До поезда оставалось семь минут: все-таки рано! Альвера остановился перед другой афишей, старой, полуистлевшей. Местный отдел коммунистической партии приглашал всех явиться на митинг: «Pour (дальше было стерто)…liberté! Pour …blique des Soviets en France!»[66] Альвера прочел афишу с отвращением: он терпеть не мог коммунистов.
Показался невысокий желто-серый вокзал. Через площадь поспешно проходили люди. «В толпе никто заметить не может… Хоть нечего замечать, да пока и ни к чему… Смотрите сколько вам угодно…» Билета никто не спросил: контроля у входа не было. «Хороши порядки!..» Стал соображать, может ли при таких условиях недобросовестный пассажир обмануть железнодорожное ведомство. «В Париже при выходе спросят билет, но ведь я мог бы выйти из поезда на последней станции перед Парижем и купить там, так обошлось бы значительно дешевле. Неужели они об этом не подумали?
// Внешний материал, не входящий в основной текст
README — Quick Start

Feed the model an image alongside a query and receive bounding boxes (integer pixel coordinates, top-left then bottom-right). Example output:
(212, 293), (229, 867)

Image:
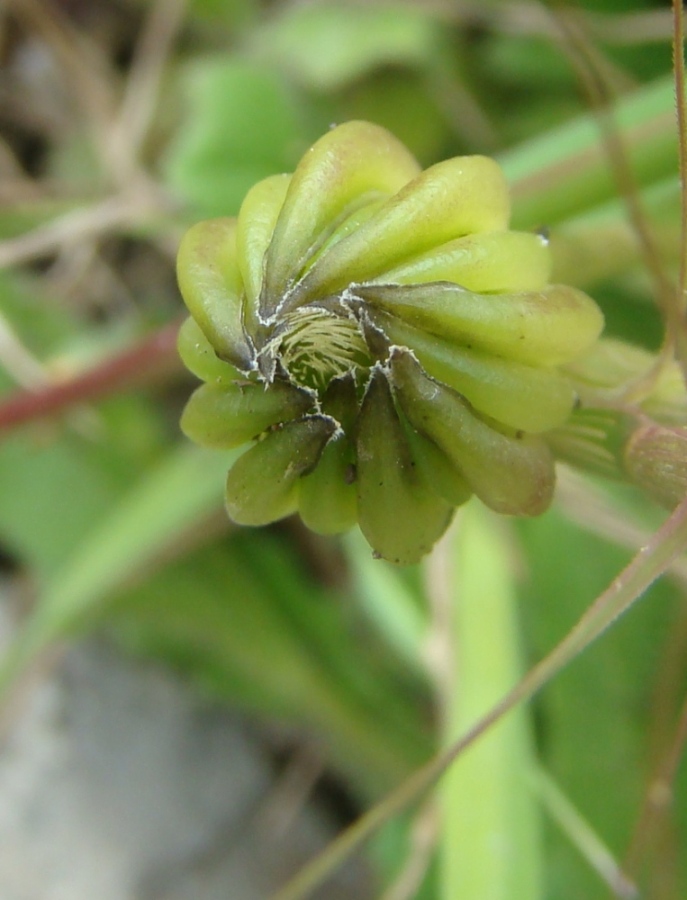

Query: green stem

(272, 498), (687, 900)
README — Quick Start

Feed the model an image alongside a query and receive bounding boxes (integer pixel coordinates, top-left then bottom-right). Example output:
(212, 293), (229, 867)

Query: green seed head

(262, 306), (370, 391)
(178, 122), (603, 563)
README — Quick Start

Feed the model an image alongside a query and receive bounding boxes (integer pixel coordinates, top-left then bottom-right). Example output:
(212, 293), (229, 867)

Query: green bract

(178, 122), (603, 563)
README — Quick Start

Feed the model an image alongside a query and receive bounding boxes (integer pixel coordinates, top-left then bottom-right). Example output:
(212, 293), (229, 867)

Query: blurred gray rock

(0, 624), (371, 900)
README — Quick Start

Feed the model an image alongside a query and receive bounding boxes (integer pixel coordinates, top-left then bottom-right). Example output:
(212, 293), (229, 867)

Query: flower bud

(178, 122), (603, 563)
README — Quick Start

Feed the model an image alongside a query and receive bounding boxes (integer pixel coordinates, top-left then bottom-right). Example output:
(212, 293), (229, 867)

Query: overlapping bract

(178, 122), (602, 563)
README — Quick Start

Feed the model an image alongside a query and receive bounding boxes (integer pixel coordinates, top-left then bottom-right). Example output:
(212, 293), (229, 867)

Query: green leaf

(0, 446), (235, 689)
(255, 0), (438, 90)
(164, 58), (305, 217)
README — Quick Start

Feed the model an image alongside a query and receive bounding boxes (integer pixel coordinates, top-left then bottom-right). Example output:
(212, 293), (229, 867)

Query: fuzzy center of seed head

(278, 307), (370, 390)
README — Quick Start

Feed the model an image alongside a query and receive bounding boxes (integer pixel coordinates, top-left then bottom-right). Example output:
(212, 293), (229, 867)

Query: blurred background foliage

(0, 0), (687, 900)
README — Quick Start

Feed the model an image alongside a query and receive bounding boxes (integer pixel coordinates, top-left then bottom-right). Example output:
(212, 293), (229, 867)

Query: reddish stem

(0, 322), (181, 433)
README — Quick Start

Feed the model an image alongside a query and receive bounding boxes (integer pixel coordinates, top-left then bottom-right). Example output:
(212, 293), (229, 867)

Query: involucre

(178, 122), (603, 563)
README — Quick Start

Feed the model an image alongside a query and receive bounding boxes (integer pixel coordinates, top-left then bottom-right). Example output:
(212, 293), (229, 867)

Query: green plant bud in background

(178, 122), (603, 564)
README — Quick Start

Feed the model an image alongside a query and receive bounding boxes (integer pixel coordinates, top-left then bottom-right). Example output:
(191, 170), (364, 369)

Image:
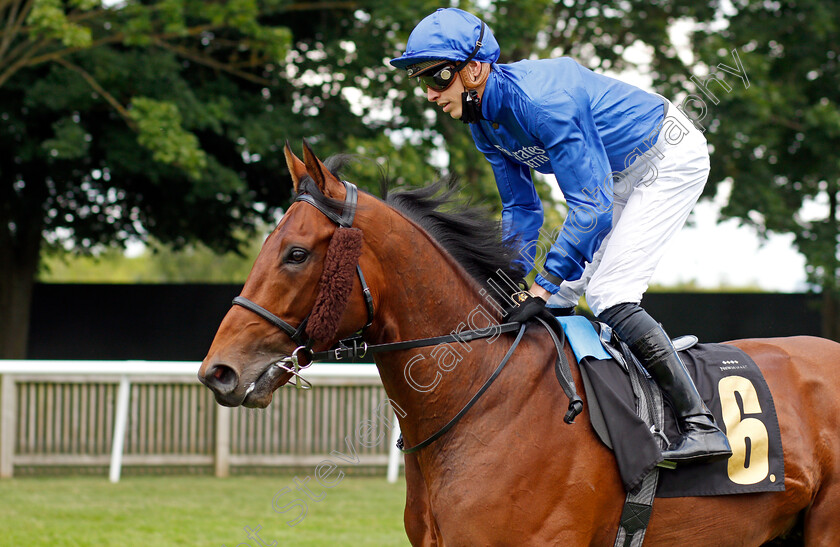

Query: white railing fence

(0, 360), (402, 482)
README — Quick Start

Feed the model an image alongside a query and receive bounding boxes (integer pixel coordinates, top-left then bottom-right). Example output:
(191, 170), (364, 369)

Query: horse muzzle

(198, 361), (293, 408)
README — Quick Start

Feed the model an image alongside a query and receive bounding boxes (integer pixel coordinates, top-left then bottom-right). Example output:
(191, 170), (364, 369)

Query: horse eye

(284, 247), (309, 264)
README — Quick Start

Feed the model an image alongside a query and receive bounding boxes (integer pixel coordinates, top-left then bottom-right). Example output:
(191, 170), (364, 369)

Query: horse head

(198, 143), (372, 407)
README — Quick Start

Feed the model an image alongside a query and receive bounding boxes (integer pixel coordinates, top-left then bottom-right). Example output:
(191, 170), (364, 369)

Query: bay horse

(198, 143), (840, 546)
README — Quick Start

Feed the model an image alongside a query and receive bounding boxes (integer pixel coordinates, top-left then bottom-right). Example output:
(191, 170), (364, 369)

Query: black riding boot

(601, 304), (732, 463)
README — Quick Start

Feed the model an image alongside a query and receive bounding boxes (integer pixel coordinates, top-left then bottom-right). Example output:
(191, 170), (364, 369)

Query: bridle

(233, 181), (583, 454)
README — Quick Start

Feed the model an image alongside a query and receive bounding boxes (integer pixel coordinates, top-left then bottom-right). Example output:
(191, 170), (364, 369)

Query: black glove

(505, 292), (545, 323)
Этакие кретины!»
Он прошелся по перрону, все с тем же напряженным любопытством читая надписи. «Электрический рельс на пути заряжен…» «Да, ведь дорога электрическая. Если стать ногой на эту штуку, а другой на тот рельс, то конец. Легкий? Тот же электрический стул… На долю ни в чем не виновных людей очень часто выпадает худшая насильственная смерть, чем на долю так называемых преступников…» Он задумался, что хуже: электрический стул или гильотина? «В Синг-Синге, говорят, это длится несколько минут. Но когда падает, например, аэроплан, летчики тоже горят минуты две-три. А от какого-нибудь рака языка люди в мучениях умирают годами…» Ему вспомнилось что-то неприятное: «Да, да, le kératite interstitiel, l’hépatite diffuse, les convulsions épileptiformes, le retrécissement mitral…»[67] «Верно, и этот выродок с тиком, без моей помощи, умер бы от какой-либо гнусной мучительной болезни… Если будет погоня, можно будет вскочить на этот рельс. И тогда любезно протянуть им руку, пусть одним мерзавцем будет на свете меньше».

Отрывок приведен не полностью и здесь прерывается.